Even typing the words feels a bit strange since the entire organization has long prided itself on being as stable and unchanging as the hunks of granite that form the Salt Lake Temple.
But apparently, given a little time and the right set of circumstances, even something as solid as granite can change shape. After all, just look at what happened Tuesday morning at the Zions Bank Basketball Center.
That’s when the Jazz introduced new general manager Dennis Lindsey, a 43-year-old former assistant GM with the San Antonio Spurs.
With Lindsey coming aboard, former GM Kevin O’Connor retains his role as the Jazz’s executive vice president of basketball operations.
O’Connor had occupied the GM position for 13 previous seasons, working closely with Hall-of-Fame coach Jerry Sloan and his trusted assistant, former Weber State head coach Phil Johnson.
Of course O’Connor, Sloan and Johnson were always a phone call away from longtime Jazz owner Larry H. Miller.
Together with Hall of Fame players John Stockton and Karl Malone, the Jazz developed the granite-like reputation for being one of professional sports’ most static franchises.
But these days, Miller — who died of complications from Type 2 diabetes in February 2009 — is no longer the patriarch. Sloan and Johnson — who resigned in February of 2011 — no longer call plays from the bench; and now O’Connor will no longer oversee the day-to-day operations of the team.

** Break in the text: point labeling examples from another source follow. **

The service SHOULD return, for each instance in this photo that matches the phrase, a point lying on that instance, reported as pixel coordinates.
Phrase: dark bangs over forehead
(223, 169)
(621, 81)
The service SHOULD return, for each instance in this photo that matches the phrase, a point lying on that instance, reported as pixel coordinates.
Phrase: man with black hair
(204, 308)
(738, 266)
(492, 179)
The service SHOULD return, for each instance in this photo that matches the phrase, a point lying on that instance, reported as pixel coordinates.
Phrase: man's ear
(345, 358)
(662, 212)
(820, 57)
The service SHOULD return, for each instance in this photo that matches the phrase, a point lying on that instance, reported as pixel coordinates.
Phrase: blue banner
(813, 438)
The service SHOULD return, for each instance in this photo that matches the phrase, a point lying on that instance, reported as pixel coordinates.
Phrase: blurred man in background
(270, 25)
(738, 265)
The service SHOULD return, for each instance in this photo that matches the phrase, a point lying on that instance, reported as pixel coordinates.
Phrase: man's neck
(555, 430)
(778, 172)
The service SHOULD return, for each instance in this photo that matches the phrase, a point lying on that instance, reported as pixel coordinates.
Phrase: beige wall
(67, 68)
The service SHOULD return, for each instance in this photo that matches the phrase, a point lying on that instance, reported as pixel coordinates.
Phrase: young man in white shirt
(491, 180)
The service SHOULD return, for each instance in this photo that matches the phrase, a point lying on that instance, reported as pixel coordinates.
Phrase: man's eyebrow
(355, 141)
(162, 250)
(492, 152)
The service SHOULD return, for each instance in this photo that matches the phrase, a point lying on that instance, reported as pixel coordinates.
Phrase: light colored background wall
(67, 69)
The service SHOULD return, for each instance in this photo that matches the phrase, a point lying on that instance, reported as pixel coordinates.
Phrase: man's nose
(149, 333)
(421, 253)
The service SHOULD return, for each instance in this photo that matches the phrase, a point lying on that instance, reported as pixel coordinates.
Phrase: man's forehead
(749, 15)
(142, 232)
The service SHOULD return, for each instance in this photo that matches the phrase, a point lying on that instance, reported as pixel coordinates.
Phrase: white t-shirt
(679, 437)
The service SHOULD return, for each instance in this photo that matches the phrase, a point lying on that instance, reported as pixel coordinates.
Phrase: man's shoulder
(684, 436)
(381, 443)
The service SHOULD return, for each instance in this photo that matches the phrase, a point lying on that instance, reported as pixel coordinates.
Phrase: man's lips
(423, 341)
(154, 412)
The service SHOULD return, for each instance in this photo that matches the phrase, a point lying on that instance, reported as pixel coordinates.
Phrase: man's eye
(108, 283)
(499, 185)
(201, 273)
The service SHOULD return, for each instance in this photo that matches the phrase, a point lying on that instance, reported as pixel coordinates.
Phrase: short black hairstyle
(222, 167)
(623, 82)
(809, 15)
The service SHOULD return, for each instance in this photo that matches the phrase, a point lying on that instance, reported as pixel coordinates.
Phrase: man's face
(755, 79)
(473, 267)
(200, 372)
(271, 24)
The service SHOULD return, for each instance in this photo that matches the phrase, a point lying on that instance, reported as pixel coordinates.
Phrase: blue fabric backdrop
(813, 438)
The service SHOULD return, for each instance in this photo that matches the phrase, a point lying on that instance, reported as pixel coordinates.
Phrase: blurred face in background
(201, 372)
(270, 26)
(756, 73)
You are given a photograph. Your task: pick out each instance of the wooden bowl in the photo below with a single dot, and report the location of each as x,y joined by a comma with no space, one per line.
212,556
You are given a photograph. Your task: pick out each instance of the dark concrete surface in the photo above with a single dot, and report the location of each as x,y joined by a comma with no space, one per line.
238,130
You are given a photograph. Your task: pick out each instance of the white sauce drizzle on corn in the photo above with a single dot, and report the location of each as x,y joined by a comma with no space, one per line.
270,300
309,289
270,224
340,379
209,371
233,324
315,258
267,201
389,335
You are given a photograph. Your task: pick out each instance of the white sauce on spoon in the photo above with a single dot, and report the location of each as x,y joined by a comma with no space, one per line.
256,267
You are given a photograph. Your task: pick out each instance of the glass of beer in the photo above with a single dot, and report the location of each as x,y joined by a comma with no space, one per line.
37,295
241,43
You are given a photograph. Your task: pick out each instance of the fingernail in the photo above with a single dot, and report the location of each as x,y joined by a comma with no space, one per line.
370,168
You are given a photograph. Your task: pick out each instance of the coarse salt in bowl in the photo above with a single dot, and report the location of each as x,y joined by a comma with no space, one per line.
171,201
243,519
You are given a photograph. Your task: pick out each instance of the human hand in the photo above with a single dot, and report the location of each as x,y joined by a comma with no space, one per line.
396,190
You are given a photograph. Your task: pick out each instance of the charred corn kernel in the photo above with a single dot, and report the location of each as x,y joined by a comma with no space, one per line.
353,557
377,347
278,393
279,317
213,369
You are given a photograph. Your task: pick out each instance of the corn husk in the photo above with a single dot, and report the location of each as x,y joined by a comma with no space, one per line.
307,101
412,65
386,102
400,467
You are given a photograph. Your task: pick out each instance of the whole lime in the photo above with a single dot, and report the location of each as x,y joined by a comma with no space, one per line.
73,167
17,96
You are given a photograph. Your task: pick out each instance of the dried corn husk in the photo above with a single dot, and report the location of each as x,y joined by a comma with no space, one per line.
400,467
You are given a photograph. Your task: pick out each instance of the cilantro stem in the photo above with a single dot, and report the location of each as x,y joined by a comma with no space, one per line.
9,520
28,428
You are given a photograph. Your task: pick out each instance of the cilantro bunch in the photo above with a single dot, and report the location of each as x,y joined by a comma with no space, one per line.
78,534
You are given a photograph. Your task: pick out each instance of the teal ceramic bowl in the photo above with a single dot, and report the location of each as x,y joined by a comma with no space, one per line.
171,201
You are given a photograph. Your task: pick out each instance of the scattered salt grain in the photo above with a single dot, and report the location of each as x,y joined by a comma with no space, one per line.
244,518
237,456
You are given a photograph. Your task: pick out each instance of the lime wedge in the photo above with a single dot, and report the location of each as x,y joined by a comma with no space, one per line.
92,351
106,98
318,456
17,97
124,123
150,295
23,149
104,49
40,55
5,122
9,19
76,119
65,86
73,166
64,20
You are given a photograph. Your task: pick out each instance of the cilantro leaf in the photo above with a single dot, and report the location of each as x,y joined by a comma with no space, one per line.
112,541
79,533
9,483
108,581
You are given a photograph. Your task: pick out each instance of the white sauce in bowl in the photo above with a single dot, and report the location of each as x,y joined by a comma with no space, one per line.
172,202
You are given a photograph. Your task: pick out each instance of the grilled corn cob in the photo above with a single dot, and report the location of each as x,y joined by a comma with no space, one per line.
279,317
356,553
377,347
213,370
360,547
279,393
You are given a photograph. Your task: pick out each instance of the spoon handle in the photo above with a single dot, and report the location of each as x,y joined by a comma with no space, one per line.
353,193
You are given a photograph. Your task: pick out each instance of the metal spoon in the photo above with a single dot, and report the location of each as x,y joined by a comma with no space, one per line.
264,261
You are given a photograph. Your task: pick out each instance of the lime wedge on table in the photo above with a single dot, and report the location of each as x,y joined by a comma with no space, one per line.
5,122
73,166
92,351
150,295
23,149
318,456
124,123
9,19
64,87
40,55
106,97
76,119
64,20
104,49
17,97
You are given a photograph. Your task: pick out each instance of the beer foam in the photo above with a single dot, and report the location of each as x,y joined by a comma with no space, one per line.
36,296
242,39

What’s more, the roster itself, once led by Stockton and Malone and later All-Star Deron Williams, has been almost completely turned over. In their place is a rather young group of role players, scrappers and budding stars, each hoping to form a team greater than the sum of its parts.
“The NBA is becoming more complex and more competitive by the day,” Lindsey said. “Kevin and I and the rest of the management team and scouts — the coaching staff, the medical staff, the (public relations team), the whole organization — we’re a group and that’s how we’re going to approach this.”
Although still running on the same fundamental principles of hard work, consistency and family loyalty, the new-look Jazz also have a new feel. On Tuesday, Lindsey spoke of strange things called “analytics” and “medical analysis” and talked about the need for specific baselines where by players’ development can be measured.
While there were certain words Sloan used regularly, those previously mentioned weren’t part of his vocabulary.
Because their way of doing things was consistently good and largely successful, I’ll pay respect to the old regime. However, I’ll also declare these new changes to be exactly what the team needs as it moves forward.
It’s head coach Tyrone Corbin’s team now, with the likes of Gordon Hayward and Derrick Favors serving as the faces of the franchise. Gail Miller — Larry’s widow — and his son, CEO Greg Miller, now finance the operation.
O’Connor, who has proven himself to be a stalwart executive, will remain in position to make key decisions along with Lindsey and player personnel director Walt Perrin. However, they’ll use new data and ideas to make those decisions.
This is a good thing, Jazz fans. This new era will bring the franchise in line with the rest of the league while maintaining those granite values set forth by Miller and Sloan, Stockton and Malone.
In that regard, perhaps they still are your father’s Utah Jazz. The difference is, they’ve moving into a new age and they’re poised to become even more successful.